We have no choice in the matter. That’s the phrase that caught my attention. Pretty clear, says the brother. Not some random coincidence but obviously a divine confluence. So what choice do we have but to submit to what the LORD has spoken?

No choice. Don’t recall ever reading that before. That’s because the ESV uses the more literal rendering referenced in the CSB margin, “we cannot say to you anything bad or good.” If this is of God, and apparently it is, then what’s left to be said? God has spoken so we will not. We have no choice in the matter.

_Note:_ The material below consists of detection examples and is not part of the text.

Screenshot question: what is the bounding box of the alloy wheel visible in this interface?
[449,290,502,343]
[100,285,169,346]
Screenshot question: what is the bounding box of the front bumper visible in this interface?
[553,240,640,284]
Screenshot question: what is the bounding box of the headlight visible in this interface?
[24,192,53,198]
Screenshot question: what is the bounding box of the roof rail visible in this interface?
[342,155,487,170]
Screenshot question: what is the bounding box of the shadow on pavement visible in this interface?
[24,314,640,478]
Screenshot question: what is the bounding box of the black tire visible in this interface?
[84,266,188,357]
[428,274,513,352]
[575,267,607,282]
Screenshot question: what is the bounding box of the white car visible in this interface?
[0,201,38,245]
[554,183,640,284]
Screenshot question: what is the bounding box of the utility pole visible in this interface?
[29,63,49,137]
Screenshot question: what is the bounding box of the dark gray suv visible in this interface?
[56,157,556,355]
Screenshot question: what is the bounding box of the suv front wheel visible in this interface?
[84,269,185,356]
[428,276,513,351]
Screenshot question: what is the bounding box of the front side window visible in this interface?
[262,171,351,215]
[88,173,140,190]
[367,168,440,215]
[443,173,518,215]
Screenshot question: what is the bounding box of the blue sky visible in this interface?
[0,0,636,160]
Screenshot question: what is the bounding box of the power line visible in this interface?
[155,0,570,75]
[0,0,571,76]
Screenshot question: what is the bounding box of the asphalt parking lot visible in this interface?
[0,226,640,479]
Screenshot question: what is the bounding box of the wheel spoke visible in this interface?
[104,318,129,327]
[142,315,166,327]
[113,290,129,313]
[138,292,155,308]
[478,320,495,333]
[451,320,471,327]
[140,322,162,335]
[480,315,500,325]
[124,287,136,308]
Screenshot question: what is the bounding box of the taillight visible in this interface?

Oh, if I were only more like the brother. Recognizing the hand of the sovereign God in the situation and then realizing that, if God has so moved, I have no choice but to submit. That if God has made apparent that He is working according to sovereign purposes, then I might be wise to respond with silenced pondering. I might not get what is happening, but I can know Who is allowing it to happen. The storyline might not make sense, but I can trust the outcome to Him. So, I have no choice in the matter.

No choice. We aren’t a people who like having no choice. Our culture is not one that encourages submitting and ceding control. We like to debate and argue and make our case and have our way. Sometimes though, maybe more often than we like, there’s really nothing to say. It’s time to be silent. We have no choice in the matter.

Only by God’s grace. Always for God’s glory.